The Blockade Runners by Peter Vollmer

The Blockade Runners by Peter Vollmer

Author:Peter Vollmer [Vollmer, Peter]
Language: eng
Format: epub
Publisher: Endeavour Media
Published: 2018-08-16T22:00:00+00:00


CHAPTER 25

The black man cowered beneath the blackened canopy of the stunted thorn bush. Around him, the ground was burnt black, still smouldering in places. Only the trees revealed any green. Their canopies were out of reach of the flames and too wet to catch fire. As the wall of flame approached, he had been able to find a piece of open ground. He had tried to protect himself, bending over and wrapping his arms around himself. Still, his hands and face were blistered where the flames had touched those parts of his skin that had not been covered.

He still clutched his AK-47 rifle. Two taped-together magazines hung round his neck on a leather thong. Patches of his black hair were singed and a long gash on his forehead showed pink flesh, a bloodied fluid seeping from the wound. He was bewildered, terrified and witless.

When still across the Zambezi River in Zambia at the training camp, it had all sounded so easy. The black Communist instructor, the Komissar, had been adamant that the whites were not expecting any attack. They could literally cross and walk into the country undetected.

The black Rhodesians were relative newcomers to the emerging nationalistic movements and only recently had this begun to take on the form of an armed struggle. Military training was a new concept, the level of which was mediocre or virtually non-existent. Weapons were still difficult to come by and any training with live ammunition was not possible, as there simply was not enough ammunition to go round. Every day, they had simulated battle conditions using wooden rifles or those with rifles would do so without ammunition.

The battle plan was ill-conceived. The whites would not be expecting an attack so near to Salisbury. The farm was not guarded at night. They had crossed the border from Zambia four days ago, moving only at night and sleeping hidden in the densest bush during the day. He, his brother and seventeen others. Some had never even fired their rifles before they set out. In Mozambique at the training camp, no more than a clearing in the bush with a few huts situated in the remotest area of the country’s western border, the Komissar had told them that this was their land, not the white man’s, and that they needed to take it back. All Africa had awoken and it was just the Boers and the Rhodesians who refused to change.
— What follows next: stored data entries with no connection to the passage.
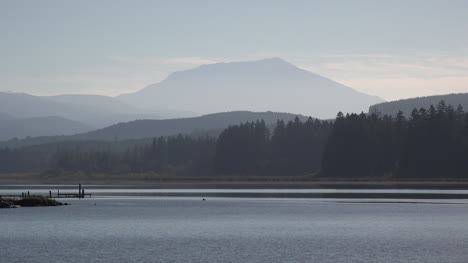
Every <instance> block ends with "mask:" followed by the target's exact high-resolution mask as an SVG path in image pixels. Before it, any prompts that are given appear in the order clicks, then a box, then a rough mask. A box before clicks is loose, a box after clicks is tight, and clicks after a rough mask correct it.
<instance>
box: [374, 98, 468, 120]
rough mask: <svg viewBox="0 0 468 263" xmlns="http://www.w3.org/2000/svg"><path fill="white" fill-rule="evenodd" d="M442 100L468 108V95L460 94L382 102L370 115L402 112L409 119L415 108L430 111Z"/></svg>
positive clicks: (387, 114) (448, 102)
mask: <svg viewBox="0 0 468 263" xmlns="http://www.w3.org/2000/svg"><path fill="white" fill-rule="evenodd" d="M441 100H443V101H445V103H446V104H447V105H454V106H457V105H462V107H463V108H465V109H467V108H468V93H460V94H448V95H436V96H428V97H418V98H411V99H404V100H397V101H389V102H382V103H379V104H375V105H373V106H371V107H370V108H369V113H370V114H372V113H379V114H381V115H385V114H386V115H392V116H396V114H397V112H398V111H402V112H403V115H404V116H405V117H409V116H410V114H411V112H412V111H413V109H414V108H416V109H418V110H419V109H420V108H425V109H428V108H429V107H430V106H431V105H436V104H437V103H439V102H440V101H441Z"/></svg>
The Komissar said that many other countries in Africa had been given back to the blacks and that most whites had left. They needed to show the Rhodesians that they could not ignore the black man and continue to treat them no better than slaves.

Jeremiah, his youngest brother, had found a job as a houseboy on the Mentz’s farm a few months ago. Over time, he reconnoitred the area and provided them with the necessary information, which enabled them to approach the farm without detection.

He was overcome with grief. He had now lost two brothers, both killed by the whites.